Notice that all the lines except the last two begin with --, whereas the last two lines begin with .. The -- indicates that GAMtools realized that these tasks have already been completed and therefore do not need to be re-run. When we re-calculate a segregation table at a new resolution, we don’t need to remap all the individual fastq files, we only need to re-compute the read depth over all 30kb windows, and then decide which 30kb windows were positive in each NP.

To create proximity matrices at the new resolution, we need to specify the new segregation table: segregation_at_30kb.table.

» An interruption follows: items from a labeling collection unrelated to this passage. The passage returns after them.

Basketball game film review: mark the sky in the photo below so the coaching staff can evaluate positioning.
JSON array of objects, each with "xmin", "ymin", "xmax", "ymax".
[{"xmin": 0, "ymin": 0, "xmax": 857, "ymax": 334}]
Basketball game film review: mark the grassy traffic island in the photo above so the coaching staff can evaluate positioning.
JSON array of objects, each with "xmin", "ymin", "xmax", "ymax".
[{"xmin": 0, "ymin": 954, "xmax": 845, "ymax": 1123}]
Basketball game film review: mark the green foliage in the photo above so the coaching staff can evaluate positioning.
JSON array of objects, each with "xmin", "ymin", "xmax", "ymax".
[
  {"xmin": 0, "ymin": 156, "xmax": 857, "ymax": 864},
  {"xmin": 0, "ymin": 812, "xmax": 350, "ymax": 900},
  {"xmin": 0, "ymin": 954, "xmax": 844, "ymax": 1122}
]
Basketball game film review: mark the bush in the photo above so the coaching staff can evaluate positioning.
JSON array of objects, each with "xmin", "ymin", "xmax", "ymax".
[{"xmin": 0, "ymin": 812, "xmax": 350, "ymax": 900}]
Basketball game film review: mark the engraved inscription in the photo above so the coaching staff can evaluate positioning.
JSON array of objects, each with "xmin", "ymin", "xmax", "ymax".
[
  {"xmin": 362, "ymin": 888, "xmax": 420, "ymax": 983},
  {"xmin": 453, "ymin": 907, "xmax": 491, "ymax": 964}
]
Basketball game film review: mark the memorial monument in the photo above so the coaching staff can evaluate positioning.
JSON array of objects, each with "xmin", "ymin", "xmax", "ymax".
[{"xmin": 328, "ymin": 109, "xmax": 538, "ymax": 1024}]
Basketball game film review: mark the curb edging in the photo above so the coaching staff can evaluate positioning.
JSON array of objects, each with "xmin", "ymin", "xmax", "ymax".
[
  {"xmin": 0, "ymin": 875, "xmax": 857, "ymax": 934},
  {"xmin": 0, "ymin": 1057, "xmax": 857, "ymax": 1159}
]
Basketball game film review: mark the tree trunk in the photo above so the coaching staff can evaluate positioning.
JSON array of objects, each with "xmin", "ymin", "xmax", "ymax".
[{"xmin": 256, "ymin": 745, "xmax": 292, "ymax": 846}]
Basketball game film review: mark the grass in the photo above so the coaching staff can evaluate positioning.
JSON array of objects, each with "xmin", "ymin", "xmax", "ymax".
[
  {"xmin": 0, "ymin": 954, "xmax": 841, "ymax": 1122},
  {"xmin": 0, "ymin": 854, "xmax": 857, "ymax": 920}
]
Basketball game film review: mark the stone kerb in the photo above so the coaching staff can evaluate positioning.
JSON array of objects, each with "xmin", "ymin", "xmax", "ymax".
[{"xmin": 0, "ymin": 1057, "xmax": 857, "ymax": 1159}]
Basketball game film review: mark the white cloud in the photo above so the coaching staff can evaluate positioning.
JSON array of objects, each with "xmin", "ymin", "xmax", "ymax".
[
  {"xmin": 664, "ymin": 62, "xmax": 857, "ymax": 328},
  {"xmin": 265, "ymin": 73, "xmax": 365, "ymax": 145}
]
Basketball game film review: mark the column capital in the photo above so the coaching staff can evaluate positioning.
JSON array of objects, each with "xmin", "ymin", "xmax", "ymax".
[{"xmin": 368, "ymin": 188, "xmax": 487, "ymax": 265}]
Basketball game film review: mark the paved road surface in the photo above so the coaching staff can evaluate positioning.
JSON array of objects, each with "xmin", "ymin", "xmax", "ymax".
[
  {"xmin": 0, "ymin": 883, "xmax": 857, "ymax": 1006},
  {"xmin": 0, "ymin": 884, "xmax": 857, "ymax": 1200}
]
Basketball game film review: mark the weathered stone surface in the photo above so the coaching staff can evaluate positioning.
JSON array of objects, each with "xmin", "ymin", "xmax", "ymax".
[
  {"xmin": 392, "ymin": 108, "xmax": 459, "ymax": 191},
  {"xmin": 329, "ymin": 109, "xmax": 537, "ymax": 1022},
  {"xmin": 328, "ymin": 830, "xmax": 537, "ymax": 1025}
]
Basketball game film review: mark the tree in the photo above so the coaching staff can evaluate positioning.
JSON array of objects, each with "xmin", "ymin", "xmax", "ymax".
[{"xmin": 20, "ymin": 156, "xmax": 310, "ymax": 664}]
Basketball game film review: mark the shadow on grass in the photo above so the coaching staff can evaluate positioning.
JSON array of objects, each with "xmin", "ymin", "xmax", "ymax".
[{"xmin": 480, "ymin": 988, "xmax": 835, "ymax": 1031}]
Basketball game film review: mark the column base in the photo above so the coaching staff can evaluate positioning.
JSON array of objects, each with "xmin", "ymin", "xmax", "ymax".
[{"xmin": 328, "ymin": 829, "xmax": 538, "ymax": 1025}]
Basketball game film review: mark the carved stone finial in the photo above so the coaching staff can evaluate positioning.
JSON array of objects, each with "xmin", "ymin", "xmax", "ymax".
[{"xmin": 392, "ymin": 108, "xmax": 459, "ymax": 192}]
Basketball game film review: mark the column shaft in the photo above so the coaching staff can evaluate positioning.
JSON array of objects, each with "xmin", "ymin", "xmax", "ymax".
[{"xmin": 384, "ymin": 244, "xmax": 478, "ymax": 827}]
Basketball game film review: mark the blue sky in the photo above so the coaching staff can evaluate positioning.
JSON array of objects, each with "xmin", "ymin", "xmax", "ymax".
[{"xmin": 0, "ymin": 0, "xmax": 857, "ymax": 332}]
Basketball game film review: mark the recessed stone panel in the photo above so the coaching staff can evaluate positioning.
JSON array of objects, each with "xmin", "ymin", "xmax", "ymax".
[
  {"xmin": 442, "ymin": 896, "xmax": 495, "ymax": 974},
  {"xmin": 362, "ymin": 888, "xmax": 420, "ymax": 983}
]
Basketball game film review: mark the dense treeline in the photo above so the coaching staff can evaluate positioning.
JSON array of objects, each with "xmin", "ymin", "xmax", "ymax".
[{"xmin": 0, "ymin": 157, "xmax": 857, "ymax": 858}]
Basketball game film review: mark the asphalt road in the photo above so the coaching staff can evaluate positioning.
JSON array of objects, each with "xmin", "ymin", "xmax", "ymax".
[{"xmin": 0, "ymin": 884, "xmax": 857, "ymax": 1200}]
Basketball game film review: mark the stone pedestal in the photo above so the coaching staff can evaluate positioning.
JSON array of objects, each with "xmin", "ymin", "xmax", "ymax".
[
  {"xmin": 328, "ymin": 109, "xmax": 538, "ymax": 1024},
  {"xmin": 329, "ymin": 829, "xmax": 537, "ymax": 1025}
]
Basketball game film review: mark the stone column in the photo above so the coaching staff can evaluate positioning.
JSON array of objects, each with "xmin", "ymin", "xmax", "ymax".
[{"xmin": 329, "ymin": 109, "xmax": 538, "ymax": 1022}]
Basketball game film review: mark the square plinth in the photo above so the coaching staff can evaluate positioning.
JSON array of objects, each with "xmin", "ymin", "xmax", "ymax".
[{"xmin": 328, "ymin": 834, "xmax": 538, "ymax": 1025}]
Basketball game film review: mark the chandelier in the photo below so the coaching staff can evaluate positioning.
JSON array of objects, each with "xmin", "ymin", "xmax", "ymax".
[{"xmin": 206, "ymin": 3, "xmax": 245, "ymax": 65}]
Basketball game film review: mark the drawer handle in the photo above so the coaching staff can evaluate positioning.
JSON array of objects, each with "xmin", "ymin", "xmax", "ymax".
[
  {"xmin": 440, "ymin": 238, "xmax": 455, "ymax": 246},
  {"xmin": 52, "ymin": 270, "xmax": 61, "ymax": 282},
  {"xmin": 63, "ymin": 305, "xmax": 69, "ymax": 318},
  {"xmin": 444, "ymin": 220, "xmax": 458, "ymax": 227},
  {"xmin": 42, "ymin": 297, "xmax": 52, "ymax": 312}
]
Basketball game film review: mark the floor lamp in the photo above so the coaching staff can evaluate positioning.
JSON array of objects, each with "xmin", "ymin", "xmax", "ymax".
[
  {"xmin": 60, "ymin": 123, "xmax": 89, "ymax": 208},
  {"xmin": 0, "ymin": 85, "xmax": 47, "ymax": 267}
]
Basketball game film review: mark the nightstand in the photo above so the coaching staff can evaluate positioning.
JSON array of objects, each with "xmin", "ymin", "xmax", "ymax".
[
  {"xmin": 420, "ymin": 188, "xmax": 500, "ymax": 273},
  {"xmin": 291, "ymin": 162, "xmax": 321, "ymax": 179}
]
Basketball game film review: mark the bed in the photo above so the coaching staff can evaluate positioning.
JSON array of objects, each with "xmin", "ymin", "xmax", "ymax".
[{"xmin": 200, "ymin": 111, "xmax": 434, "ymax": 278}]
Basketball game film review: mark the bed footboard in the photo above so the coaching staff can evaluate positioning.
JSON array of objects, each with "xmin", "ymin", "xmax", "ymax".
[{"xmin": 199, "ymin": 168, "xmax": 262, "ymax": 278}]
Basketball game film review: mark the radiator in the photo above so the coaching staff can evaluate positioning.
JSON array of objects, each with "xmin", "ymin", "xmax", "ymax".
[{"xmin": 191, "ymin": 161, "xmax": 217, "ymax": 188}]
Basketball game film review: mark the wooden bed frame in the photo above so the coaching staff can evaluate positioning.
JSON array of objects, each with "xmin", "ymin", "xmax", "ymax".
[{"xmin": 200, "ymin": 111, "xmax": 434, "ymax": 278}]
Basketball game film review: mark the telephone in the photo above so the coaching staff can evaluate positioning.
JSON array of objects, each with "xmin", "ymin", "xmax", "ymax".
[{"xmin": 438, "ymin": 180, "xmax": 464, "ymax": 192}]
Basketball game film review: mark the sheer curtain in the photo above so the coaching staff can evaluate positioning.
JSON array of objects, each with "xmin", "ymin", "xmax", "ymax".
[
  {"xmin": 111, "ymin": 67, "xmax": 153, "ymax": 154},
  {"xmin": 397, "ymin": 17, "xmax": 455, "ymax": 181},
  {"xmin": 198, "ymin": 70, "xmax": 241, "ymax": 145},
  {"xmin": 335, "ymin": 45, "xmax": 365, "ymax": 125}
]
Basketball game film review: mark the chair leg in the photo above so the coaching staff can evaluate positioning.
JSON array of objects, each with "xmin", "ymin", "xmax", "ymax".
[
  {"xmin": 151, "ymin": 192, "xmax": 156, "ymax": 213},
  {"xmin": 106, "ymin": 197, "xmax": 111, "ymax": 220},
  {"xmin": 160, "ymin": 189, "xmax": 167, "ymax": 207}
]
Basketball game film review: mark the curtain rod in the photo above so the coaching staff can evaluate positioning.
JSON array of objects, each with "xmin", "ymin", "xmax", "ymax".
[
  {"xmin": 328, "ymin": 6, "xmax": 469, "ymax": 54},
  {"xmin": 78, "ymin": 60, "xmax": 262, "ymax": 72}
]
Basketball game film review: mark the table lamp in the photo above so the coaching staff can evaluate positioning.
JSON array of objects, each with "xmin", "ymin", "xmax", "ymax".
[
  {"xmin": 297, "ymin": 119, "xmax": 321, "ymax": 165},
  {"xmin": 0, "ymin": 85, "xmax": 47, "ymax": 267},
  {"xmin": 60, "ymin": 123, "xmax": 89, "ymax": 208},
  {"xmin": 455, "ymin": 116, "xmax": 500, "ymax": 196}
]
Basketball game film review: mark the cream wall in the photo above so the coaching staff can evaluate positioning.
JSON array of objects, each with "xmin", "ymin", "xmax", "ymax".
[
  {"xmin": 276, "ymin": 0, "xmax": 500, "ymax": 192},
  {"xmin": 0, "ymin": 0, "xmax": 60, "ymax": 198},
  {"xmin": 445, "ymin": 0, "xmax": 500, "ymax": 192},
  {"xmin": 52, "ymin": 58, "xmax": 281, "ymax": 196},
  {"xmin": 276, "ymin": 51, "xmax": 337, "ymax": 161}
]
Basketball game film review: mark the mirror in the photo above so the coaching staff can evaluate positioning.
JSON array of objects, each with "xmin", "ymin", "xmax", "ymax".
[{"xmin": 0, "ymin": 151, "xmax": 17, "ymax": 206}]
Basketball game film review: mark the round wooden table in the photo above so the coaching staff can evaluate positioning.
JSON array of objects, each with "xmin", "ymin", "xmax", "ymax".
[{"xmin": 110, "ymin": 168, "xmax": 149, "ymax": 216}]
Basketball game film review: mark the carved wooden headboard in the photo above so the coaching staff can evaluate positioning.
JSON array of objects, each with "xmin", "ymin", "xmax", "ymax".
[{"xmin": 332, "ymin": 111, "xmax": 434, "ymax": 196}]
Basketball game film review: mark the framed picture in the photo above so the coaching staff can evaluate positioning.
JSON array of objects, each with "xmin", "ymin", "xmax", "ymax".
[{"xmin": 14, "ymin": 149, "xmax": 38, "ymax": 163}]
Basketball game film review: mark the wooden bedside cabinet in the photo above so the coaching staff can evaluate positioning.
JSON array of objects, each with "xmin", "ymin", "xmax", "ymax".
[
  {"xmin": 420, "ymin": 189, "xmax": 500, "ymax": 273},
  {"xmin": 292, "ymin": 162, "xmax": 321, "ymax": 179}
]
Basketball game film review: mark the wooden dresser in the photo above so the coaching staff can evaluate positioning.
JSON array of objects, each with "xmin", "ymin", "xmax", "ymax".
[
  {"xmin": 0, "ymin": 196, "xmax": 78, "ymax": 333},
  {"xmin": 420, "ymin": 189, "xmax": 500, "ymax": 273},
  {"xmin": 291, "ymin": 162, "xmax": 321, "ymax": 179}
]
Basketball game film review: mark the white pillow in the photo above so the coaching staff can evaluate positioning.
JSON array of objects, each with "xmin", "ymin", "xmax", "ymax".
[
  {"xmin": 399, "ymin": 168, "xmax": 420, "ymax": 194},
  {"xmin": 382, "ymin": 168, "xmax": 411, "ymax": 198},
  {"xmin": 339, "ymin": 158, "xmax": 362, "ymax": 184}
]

$ gamtools matrix -s segregation_at_30kb.table \
> -r chr19:10,000,000-15,000,000 -o 30kb_matrix.png
starting calculation for chr19:10,000,000-15,000,000
region size is: 167 x 167 Calculation took 0.047s
Saving matrix to file 30kb_matrix.png
Done!
$ open 30kb_matrix.png
_images/chr19_30kb_matrix.png

Performing quality control checks

If you are generating your own GAM datasets, you will want to perform some checks to ensure your NPs are of sufficient quality. GAMtools will generate a table of QC parameters automatically for each NP if you use the process_nps command with the -c/--do-qc flag.

Note

Performing quality control requires a number of additional dependencies to be installed. Please ensure that gamtools test runs with no errors before continuing with this section.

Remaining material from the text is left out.